Making sense of scores generated by assessment

Assessment data can provide lots of useful information about your pupils. But, with so many technical terms - standardised scores, normal distribution, confidence intervals, and so on - it can be tricky to navigate. So what do they all mean?

What are raw scores?

You may well remember getting ‘7 out of 10’ for a primary school spelling test, or ‘63%’ for a secondary maths test. Such scores, known as raw scores, are readily understandable and useful in indicating what proportion of the total marks a person has gained in a test. However, raw scores do not account for factors such as the difficulty of a test or performance relative to other test takers. This makes them less useful in enabling teachers to compare pupils’ performance meaningfully between one test and another, and to monitor progress over a period of time. In cases where a comparison is to be made to a cohort as a whole, it is often more useful to use a standardised score.

What are standardised scores?

Standardised scores enable test-takers to be compared with a large, nationally representative sample that has taken the test prior to publication.

As standardised scores are converted onto a common scale they enable meaningful comparisons between scores from other standardised tests. Standardised scores from most educational tests cover the same range, from 70 to 140 with the average standardised score usually set at 100, irrespective of the difficulty of the test.

Standardised scores are an example of a norm-referenced assessment. This is an assessment where pupils are assessed in comparison with the performance of other pupils. ‘Norm’ groups (e.g. the samples with which pupils are compared) are usually ones in which the scores have a normal distribution – they are distributed in a ‘normal’ or ‘bell-shaped’ curve.

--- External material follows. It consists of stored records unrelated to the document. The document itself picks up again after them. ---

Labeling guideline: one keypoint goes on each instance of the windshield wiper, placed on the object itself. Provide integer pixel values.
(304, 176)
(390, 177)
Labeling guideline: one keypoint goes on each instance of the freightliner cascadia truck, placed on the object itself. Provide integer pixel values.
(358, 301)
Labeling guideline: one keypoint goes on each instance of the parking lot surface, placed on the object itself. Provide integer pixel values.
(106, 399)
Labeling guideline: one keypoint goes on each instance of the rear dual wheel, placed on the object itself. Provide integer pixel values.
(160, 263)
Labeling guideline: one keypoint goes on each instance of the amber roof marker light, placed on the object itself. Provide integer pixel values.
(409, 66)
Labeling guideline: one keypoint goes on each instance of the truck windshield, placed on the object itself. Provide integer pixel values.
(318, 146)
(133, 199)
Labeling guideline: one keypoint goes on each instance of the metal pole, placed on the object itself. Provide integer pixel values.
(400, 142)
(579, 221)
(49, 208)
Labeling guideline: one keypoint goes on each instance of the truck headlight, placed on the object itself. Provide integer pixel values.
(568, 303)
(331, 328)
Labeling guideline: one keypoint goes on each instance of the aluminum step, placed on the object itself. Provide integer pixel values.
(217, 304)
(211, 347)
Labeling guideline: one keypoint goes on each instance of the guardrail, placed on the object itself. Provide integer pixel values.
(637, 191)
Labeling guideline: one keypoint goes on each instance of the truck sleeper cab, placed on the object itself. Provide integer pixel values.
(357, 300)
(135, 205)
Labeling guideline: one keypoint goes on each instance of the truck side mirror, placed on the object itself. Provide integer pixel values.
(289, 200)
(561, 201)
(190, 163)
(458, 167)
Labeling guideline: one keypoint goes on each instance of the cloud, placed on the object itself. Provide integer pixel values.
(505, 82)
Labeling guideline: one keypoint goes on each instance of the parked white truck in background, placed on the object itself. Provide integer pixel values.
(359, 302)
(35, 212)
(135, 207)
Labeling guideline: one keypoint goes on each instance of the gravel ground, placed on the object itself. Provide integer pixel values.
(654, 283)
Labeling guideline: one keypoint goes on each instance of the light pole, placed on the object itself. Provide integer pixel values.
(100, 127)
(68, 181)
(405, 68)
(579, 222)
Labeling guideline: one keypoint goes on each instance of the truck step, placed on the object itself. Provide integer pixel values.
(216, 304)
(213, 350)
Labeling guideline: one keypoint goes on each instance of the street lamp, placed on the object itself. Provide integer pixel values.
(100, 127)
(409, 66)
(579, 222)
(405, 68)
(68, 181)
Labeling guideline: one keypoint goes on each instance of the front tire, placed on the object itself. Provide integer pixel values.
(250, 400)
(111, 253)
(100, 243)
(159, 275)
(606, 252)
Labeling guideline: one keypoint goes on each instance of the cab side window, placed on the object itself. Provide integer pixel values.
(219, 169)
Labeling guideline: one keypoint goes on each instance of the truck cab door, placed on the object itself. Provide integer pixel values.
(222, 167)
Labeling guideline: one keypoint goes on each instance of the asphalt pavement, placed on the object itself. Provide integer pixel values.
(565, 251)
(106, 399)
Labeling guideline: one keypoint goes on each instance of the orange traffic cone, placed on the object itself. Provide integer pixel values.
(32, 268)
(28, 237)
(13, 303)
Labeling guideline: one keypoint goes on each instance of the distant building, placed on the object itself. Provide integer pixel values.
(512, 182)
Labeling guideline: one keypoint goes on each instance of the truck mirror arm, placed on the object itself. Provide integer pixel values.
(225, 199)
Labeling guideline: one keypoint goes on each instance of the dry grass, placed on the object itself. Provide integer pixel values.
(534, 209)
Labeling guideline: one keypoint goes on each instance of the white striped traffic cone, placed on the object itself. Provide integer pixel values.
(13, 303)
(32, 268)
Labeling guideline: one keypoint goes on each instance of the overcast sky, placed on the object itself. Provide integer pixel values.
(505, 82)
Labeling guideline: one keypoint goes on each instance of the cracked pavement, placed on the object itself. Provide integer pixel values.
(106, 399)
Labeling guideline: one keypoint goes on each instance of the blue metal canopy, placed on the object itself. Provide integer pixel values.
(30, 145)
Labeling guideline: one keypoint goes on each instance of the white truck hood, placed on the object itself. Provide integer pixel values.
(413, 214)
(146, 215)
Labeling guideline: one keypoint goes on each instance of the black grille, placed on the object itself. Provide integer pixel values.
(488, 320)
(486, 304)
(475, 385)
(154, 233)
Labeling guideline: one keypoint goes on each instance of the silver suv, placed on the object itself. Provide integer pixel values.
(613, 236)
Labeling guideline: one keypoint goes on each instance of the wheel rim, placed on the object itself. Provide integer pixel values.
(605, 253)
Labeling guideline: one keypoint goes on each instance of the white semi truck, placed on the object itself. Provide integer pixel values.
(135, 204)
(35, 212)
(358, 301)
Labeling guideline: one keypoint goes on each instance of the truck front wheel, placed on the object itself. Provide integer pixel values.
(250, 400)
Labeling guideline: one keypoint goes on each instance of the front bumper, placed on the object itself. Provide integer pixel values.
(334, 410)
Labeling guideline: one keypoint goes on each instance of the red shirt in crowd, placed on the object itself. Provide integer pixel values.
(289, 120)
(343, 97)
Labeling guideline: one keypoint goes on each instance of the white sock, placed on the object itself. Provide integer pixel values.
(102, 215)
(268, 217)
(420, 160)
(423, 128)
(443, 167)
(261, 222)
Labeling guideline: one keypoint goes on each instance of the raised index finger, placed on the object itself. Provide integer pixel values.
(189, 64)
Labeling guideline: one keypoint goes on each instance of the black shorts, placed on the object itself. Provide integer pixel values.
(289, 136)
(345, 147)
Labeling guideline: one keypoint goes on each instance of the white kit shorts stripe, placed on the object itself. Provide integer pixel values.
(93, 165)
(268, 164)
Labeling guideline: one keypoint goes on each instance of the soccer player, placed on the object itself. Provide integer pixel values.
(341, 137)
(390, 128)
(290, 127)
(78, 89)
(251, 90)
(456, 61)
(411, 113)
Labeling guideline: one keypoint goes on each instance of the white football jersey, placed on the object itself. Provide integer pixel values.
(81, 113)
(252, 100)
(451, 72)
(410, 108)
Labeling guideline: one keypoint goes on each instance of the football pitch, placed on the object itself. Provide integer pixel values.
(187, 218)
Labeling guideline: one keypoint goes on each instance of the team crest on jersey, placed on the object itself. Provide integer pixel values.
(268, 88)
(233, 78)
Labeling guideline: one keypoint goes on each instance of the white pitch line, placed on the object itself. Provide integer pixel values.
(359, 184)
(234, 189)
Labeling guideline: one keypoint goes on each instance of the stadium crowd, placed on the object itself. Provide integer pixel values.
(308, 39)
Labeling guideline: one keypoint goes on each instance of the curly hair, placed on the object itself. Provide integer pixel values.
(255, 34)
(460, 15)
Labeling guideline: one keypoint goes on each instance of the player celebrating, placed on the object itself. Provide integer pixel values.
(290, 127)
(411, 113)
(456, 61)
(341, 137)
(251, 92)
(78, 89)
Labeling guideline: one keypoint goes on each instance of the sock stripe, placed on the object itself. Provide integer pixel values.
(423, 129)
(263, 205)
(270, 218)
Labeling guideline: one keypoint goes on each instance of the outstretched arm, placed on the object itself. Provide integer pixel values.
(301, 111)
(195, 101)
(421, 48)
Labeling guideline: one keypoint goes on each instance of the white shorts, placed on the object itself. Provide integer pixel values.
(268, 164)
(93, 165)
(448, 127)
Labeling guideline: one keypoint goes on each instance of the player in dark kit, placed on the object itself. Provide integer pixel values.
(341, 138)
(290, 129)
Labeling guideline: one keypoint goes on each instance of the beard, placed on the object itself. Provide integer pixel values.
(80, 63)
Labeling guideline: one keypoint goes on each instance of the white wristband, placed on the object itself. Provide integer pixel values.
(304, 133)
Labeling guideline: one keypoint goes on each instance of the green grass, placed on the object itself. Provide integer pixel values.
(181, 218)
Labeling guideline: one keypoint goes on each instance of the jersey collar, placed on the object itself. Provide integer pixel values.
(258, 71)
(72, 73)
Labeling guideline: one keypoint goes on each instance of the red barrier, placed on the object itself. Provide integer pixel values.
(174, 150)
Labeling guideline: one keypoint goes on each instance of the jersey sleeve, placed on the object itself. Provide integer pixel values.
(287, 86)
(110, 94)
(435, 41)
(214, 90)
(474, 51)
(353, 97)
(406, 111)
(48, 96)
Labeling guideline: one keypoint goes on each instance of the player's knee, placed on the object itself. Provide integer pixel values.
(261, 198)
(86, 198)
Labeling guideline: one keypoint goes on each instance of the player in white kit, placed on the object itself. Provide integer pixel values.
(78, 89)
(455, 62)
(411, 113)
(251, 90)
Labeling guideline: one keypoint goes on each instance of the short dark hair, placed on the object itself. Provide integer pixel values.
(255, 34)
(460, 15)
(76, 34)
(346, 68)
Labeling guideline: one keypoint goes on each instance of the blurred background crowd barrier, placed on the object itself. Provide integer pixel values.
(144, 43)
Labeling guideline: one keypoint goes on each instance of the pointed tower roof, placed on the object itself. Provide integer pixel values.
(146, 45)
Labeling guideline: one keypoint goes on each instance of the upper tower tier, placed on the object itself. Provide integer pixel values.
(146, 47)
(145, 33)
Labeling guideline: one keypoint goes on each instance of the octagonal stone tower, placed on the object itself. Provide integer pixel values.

When we describe standardised scores, we often use the terms ‘average’, ‘above’ or ‘below average’. In order to make a slightly more useful distinction these terms can be used:

Pupils scoring

Their performance is

Below 70
Much below average
70 – 84
Below average
85 – 94
Low average
95 – 105
Average
106 – 115
High average
116 – 130
Above average
131+
Much above average


All pupils scoring between 85 and 115 are demonstrating a broadly average performance. If the distribution is normal, this is expected to be around about two-thirds of the population.

With standardised scores it is possible to make comparisons between a pupil’s score and the national average, a pupil’s performance in different subjects (e.g. whether they are performing similarly in both maths and English), a pupil’s performance from one test to another and a pupil’s performance relative to different pupils from, say, the same class.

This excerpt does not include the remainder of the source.